Herkes ülke insanına yapılan haksızlık ve kötülükleri , kendi bakış açısı ile anlatıyor.
Ben de bir şansımı denemek istiyorum.
Bana göre ülke insanına yapılan en büyük kötülük bizim çocukluğumuzda kullanılan kesekağıtlarının kaldırılmasıdır.
Okunmuş gazeteler kapıdan geçen arabalı hurdacılara satılır, parası bize harçlık olurdu.
Onlardan yapılan kesekağıtları ise bizim için bir eğitim aracı idi.
Yapışkanlı kısımlar itina ile açılır daha sonra okumaya geçilirdi.

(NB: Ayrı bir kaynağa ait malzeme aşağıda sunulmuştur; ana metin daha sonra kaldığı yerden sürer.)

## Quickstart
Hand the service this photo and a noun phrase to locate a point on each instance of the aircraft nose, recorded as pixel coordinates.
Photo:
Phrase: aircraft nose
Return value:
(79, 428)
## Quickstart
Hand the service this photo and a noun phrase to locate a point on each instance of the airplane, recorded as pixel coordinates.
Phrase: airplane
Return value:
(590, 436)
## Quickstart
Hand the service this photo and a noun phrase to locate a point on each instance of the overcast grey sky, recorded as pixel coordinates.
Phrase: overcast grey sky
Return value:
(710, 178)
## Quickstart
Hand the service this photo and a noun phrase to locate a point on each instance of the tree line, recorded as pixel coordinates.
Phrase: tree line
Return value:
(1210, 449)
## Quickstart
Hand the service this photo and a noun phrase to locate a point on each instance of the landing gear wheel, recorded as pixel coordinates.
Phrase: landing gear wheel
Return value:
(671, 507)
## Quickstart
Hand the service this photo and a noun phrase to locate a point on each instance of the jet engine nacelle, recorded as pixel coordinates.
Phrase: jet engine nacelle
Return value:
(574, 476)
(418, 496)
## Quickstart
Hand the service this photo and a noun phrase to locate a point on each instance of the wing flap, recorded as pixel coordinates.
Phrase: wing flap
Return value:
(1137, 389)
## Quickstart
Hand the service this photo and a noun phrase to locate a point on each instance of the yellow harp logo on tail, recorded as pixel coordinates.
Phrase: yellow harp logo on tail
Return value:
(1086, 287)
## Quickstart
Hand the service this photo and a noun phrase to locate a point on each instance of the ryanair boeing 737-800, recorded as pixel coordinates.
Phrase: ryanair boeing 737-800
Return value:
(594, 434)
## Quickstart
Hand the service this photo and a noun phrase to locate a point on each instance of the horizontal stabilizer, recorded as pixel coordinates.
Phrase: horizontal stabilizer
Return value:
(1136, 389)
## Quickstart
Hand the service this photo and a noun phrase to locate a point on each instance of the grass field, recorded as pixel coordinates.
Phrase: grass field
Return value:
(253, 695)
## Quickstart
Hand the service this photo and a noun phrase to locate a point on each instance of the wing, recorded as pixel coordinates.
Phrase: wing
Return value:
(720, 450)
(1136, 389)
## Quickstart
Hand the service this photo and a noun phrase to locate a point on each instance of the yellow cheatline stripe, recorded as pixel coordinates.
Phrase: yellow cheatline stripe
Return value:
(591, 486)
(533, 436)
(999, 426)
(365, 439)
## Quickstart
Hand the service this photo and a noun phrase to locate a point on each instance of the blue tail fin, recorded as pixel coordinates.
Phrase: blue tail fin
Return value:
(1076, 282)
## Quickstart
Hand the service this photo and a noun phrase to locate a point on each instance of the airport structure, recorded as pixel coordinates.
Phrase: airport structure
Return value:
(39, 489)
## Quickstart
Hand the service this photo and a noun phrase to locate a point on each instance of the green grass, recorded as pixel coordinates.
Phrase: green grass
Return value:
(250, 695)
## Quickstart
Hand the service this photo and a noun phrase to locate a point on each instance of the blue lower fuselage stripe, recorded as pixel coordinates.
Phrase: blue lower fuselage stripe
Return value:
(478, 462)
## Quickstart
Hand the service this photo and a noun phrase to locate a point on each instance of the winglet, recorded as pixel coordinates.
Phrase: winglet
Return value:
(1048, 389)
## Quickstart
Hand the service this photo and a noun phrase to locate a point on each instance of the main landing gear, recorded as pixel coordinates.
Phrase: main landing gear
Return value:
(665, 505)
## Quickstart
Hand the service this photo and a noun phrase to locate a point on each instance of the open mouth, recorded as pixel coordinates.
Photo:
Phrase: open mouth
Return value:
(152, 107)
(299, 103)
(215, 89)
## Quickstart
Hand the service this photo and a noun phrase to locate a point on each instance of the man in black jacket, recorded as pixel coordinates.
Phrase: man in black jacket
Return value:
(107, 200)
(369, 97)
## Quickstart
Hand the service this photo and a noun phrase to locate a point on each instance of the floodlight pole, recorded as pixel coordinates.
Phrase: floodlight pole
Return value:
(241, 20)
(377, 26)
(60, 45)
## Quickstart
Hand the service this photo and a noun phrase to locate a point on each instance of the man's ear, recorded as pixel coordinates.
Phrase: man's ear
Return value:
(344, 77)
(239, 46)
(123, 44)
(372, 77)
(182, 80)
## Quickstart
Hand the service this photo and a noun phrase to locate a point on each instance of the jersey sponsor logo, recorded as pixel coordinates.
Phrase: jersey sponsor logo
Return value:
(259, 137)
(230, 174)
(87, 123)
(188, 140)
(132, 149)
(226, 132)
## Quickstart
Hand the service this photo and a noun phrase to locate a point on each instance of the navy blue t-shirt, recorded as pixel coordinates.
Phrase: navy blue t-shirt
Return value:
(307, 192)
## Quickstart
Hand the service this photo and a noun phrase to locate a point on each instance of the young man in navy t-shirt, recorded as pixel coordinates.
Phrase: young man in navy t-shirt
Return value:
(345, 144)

Biz okuma zevkini onlardan kazandık.
Sonra bu günlere geldik
Şimdi naylon poşet dönemi başladı
Akıllı telefon , bilgisayar dönemine geçtik.
Herkesin evinde ok, bye, öptüm diye konuşan
Kelime haznesi 75 in altında
Anne, baba , çocuk ve torunlar
Her şeyi de bilirler.
” Cehalet ne güzel, her şeyi biliyorsun.” derler ya aynen öyle
Hiç yanlış yapmazlar
Zor duruma düşünce cevap hazırdır.
” Bizde yanlış olmaz, olduysa da yanlışlıkla olmuştur.”
Söylenecek çok şey var ama
1874-1936 yılları arasında yaşamış Avusturyalı yazar ve gazetecinin bir tespiti ile bitirelim.
Karl Kraus
“Bu kadar kitabı okumayacak zamanı nereden buluyorsunuz?” diye soruyor.